Dr Lilia Bouguira écrit – Une contribution sur le flou où nous baignons, le breakdown ou l’attaque du corps…


Ce matin et les autres jours sont des jours à redouter, imprévisibles, justes à vivre.
Un flou gouverne les esprits, un malaise empoisonne l’air et un souffle de tornade risque de nous emporter.
Depuis la révolution, un peuple aphone, maltraité, infantilisé, violé mentalement et physiquement, reprend vaillamment mais rapidement sa liberté dans une excitation sans précédent.
C’est la première fois qu’on le sépare de son objet à la fois de haine et d’amour qui est la dictature sur un modèle œudipien.
Processus salvateur obligé, inévitable, mais combien houleux et ma foi douloureux.

Pouvoir s’engager véritablement
Un véritable travail de désengagement est à élaborer pour pouvoir s’engager véritablement. Il ne s’agit point de gommer et de réécrire à nouveau son destin  ni de changer de peau pour une nouvelle comme si on rentrait dans un costume neuf.
Un travail de lutte constante sans relâche avec tout ce que comprend ce combat de doute, de tristesse, de deuil pour l’objet perdu, de remaniements internes et externes, de mise à nu des points faibles, d’acquisition de positions nouvelles, de concepts nouveaux, de déchirure, de fêlures et d’angoisses omniprésentes parce que mon peuple ne sait pas à quoi il va ressembler une fois arrivé à bon port après la transition.
Il est  perdu comme cet adolescent récemment pubère qui ne se reconnait plus dans ce corps qui change malgré lui.
Il y a conflits et angoisses permanentes sources de grandes fragilités.
Ce surcroit d’excitation est alimenté par ces divergences d’idées, d’appartenance, de clivage d’idées politiques, de contradictions , de réactions défensives, d’exacerbation et surtout de pulsions incestueuses où plane la menace quasi constante de fricoter avec l’ancien régime.
Ce grand ado dans sa crise identificatoire doit caler cette excitabilité pour ne pas sombrer: soit dans la passivité, et là il y aura retour à case départ et donc nouvelle dictature, soit se manifester, tout contester, travailler en mode surexcité pour pouvoir traverser le passage obligé de la transition.

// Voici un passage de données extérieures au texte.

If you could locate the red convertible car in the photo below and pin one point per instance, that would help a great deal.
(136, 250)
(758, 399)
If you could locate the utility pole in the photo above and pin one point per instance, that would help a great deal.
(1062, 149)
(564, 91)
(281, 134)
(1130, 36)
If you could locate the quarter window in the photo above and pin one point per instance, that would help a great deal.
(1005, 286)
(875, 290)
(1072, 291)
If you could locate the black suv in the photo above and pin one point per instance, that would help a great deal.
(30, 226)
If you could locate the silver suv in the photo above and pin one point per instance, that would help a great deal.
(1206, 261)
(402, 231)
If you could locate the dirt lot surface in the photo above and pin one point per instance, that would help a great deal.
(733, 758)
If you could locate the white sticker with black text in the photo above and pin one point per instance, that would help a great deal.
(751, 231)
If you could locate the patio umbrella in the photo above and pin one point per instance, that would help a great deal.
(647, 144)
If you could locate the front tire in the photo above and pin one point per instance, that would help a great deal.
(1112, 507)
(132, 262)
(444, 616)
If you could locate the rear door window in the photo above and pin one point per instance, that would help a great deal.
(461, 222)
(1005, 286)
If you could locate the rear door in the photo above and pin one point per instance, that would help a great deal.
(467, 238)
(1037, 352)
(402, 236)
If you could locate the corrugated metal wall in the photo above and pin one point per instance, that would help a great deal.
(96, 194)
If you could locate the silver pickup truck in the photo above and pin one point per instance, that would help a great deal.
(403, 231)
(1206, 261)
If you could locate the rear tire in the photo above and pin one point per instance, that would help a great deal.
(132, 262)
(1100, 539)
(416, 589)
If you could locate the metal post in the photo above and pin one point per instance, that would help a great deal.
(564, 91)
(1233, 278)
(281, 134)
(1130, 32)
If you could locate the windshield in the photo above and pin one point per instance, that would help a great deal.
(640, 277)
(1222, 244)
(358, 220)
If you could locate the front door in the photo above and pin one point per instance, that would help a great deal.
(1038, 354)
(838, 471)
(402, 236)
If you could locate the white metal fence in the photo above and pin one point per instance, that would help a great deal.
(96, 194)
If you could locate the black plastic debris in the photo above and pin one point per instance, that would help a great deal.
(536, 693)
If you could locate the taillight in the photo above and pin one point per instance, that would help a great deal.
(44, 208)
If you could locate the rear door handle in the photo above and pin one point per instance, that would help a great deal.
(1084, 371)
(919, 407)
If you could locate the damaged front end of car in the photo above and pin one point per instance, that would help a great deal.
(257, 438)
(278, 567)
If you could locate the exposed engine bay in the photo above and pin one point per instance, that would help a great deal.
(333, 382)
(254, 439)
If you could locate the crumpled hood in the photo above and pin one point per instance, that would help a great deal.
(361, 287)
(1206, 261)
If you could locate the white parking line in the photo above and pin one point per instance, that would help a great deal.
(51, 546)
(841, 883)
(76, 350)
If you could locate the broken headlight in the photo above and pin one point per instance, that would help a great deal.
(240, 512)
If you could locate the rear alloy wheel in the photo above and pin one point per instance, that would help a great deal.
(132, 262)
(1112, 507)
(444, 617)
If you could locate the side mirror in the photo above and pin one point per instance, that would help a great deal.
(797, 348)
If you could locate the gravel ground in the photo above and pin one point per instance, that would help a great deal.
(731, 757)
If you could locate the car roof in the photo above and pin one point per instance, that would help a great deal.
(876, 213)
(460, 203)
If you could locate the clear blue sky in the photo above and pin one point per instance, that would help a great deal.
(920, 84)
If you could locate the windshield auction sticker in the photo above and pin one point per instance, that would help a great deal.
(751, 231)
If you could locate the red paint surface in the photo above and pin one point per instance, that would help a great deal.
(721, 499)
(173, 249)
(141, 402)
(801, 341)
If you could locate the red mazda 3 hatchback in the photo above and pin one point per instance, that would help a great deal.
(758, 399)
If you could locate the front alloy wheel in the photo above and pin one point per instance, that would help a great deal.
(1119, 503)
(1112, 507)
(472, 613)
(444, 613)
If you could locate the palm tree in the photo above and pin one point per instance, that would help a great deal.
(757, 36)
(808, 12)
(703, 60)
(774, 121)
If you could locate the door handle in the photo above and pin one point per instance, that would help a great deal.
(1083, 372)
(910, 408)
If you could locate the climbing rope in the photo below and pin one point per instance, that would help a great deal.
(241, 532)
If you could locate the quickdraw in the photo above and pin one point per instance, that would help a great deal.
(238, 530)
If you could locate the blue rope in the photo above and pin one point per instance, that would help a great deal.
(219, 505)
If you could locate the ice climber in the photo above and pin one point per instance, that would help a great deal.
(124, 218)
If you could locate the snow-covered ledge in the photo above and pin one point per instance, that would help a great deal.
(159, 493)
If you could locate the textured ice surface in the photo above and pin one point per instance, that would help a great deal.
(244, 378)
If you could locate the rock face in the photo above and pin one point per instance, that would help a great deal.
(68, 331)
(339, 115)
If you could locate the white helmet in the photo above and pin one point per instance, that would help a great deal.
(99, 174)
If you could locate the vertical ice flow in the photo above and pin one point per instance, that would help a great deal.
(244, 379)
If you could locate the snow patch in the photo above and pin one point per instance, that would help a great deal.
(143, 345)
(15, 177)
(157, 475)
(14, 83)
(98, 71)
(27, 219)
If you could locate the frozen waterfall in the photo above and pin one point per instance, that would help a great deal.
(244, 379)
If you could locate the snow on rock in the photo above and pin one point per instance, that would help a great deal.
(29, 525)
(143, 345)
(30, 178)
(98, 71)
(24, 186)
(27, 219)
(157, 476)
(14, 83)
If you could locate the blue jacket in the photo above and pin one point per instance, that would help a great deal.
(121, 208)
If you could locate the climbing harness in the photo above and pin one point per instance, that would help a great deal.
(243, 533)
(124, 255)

Cette fragilité identitaire
Tout cela réinsuffle en chacun un sentiment d’existence combien doux, fort, pénétrant, bousculant mais ravageur, si les soubassements et la charpente de ce pays sont déjà fragilisés.
C’est là le réel danger.
Face à cette fragilité identitaire, pour sauvegarder l’illusion d’existence et de liberté récemment acquise, mon peuple comme un parfait  ado s’en prend à son propre corps car c’est son unique espace d’expression pour l’attaquer.
C’est le breakdown ou l’attaque du corps, et c’est ce qui  bien tristement nous arrive.
Dès le premier jour et ceux qui ont suivi notre révolution, nous avons commencé à nous mutiler les uns les autres, à nous dépecer, à nous aliéner par des addictions dangereuses et des comportements violents et agressifs.
Tout cela dans le but de se défendre et d’échapper à la menace incestueuse.
Pour rien au monde, mon pays ne se re-flirtera avec la dictature, mais on oublie que lorsqu’on nait dans la répression, on est volontiers répressif et que lorsqu’on est nourri d’exclusion, on est d’emblée exclusif, à moins de se faire accompagner, de s’aider de stratégies sûres et bienveillantes pour l’accomplissement de l’émancipation de ce peuple en corps d’ado dans sa transition vers un peuple mature et épanoui.
Descendre à la rue encore une fois, je ne sais pas si je dirais oui à un non, stop, en porte ouverte paralysante, car c’est de notre économie personnelle qu’il s’agit, mais en mode bande, groupe de relais et tous ensemble pour les mêmes revendications, je dirai certainement oui.
Décréter un sit-in national réfléchi oui.
Mettre à nu le gouvernement de transition combien cachotier oui.
Pousser devant les tribunaux pour explications et préservations de droit oui.
Amener Rajhi et les autres devant l'unanimité pour parler ou encore à s’expliquer et éviter les mutineries et les tueries oui et encore oui sinon qu’il se taise à jamais!